The shop looked quite a mess, anything and everything strewn all over. The group of people at the next table…
…left before I did and it sure looked like they were there for the coffee too. I love that marble-top table and those chairs looked like the ones we had in school.
Yes, the coffee with melted butter in it…
…tasted really nice and I sure would not mind going for it should I happen to pass this way again. Perhaps I may even try doing it myself one of these days at home.
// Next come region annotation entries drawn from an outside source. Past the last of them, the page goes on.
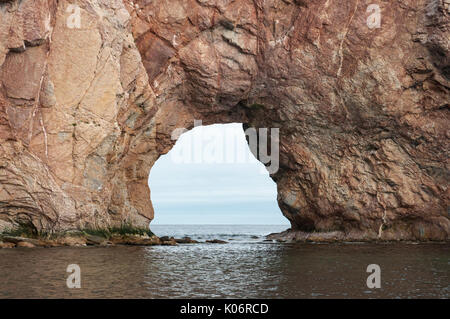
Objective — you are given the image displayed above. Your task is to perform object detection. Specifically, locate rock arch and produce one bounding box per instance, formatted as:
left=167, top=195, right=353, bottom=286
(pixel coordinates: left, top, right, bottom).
left=0, top=0, right=450, bottom=240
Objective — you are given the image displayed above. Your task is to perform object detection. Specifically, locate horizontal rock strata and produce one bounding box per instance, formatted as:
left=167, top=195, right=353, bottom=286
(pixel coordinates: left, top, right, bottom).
left=0, top=0, right=450, bottom=240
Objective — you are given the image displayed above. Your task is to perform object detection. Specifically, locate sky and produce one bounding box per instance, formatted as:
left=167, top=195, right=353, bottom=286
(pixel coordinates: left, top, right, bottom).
left=149, top=123, right=289, bottom=225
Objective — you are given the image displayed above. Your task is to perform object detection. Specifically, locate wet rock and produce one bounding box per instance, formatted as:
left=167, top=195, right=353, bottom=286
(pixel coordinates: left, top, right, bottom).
left=85, top=235, right=107, bottom=245
left=2, top=236, right=46, bottom=247
left=175, top=237, right=198, bottom=244
left=55, top=236, right=87, bottom=247
left=16, top=241, right=36, bottom=248
left=0, top=0, right=450, bottom=244
left=0, top=241, right=16, bottom=248
left=110, top=235, right=161, bottom=246
left=206, top=239, right=228, bottom=244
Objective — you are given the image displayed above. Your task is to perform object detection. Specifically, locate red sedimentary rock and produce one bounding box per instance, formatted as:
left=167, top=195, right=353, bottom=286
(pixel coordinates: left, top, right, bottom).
left=0, top=0, right=450, bottom=240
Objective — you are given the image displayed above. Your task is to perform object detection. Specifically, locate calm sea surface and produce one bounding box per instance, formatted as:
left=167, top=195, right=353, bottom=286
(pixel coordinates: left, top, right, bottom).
left=0, top=225, right=450, bottom=298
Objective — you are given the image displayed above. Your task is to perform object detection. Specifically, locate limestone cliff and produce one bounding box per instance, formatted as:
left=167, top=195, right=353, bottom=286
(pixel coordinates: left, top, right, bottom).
left=0, top=0, right=450, bottom=240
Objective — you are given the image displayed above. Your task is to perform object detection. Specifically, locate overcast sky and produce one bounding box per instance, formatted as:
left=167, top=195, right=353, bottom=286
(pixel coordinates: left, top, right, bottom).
left=149, top=123, right=288, bottom=225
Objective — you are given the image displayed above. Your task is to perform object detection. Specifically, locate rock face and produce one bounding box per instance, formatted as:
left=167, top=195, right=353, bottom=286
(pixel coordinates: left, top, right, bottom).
left=0, top=0, right=450, bottom=240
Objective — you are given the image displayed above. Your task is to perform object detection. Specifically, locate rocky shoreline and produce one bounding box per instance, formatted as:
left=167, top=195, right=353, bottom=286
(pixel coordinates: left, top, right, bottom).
left=0, top=230, right=449, bottom=249
left=0, top=233, right=232, bottom=249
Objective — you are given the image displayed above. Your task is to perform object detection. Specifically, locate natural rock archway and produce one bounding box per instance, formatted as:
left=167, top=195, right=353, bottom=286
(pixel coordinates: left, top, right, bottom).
left=0, top=0, right=450, bottom=240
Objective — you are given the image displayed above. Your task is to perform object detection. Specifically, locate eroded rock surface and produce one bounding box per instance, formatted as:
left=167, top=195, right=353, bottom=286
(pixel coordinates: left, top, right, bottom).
left=0, top=0, right=450, bottom=240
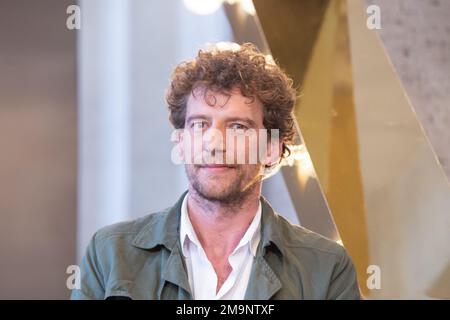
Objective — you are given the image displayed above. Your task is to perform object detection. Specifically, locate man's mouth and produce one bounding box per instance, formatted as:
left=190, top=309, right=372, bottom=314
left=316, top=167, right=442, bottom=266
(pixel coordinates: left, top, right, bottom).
left=200, top=164, right=236, bottom=172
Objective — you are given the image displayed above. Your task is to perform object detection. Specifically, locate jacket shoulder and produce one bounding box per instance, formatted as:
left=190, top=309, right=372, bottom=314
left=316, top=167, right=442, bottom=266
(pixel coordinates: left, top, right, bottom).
left=95, top=209, right=168, bottom=243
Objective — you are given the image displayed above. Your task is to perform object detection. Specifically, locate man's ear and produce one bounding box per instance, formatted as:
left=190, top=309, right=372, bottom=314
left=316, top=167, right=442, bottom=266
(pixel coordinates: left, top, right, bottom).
left=171, top=129, right=185, bottom=164
left=262, top=138, right=283, bottom=166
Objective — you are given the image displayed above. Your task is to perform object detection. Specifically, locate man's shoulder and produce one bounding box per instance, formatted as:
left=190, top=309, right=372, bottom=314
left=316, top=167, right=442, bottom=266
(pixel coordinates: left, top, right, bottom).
left=276, top=214, right=345, bottom=256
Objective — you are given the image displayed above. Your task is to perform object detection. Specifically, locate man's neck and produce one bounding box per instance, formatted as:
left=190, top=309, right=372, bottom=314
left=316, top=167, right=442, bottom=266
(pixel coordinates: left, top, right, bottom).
left=187, top=188, right=260, bottom=257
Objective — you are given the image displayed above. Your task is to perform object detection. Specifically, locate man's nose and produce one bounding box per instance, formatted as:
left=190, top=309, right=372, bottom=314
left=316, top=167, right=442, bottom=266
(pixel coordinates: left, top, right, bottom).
left=203, top=126, right=225, bottom=153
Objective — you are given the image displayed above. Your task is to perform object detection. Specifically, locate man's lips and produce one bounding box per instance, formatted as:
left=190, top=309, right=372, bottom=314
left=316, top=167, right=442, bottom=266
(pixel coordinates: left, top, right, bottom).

One of my ex-Kanowit students residing in Kuching had called me earlier to invite me to go for breakfast but I told him I had already eaten. In the end, he asked me to call him when I had finished my walk and he would take me for lunch. I had walked from one end of the city centre of Kuching to the other, more or less, and was totally drenched in my perspiration and in no condition to go for lunch so I called him and told him not to bother coming to get me and I would just take a cab back.
It turned out that the Malay taxi driver worked for TM before he retired and was based in Sibu before and he was doing what he was doing to earn a bit of income as his pension was only RM250.00 a month! Goodness gracious me!!! What can one do with that kind of money! And here I am complaining about what I am getting! That reminded me of a quotation, “I was complaining I had no shoes until I met a man who had no feet!” For the fare, he asked for RM15.00 but I paid him double, RM30.00 – after all, it’s only money and he obviously needed that little bit a lot more than I do.
CHONG CHON BISCUIT MAKER 长春烧包 (1.559204, 110.343335) is located at No, 6, Kai Joo Lane and the aforementioned coffee shop is among the shops on the other side of the road, a short distance away to the left.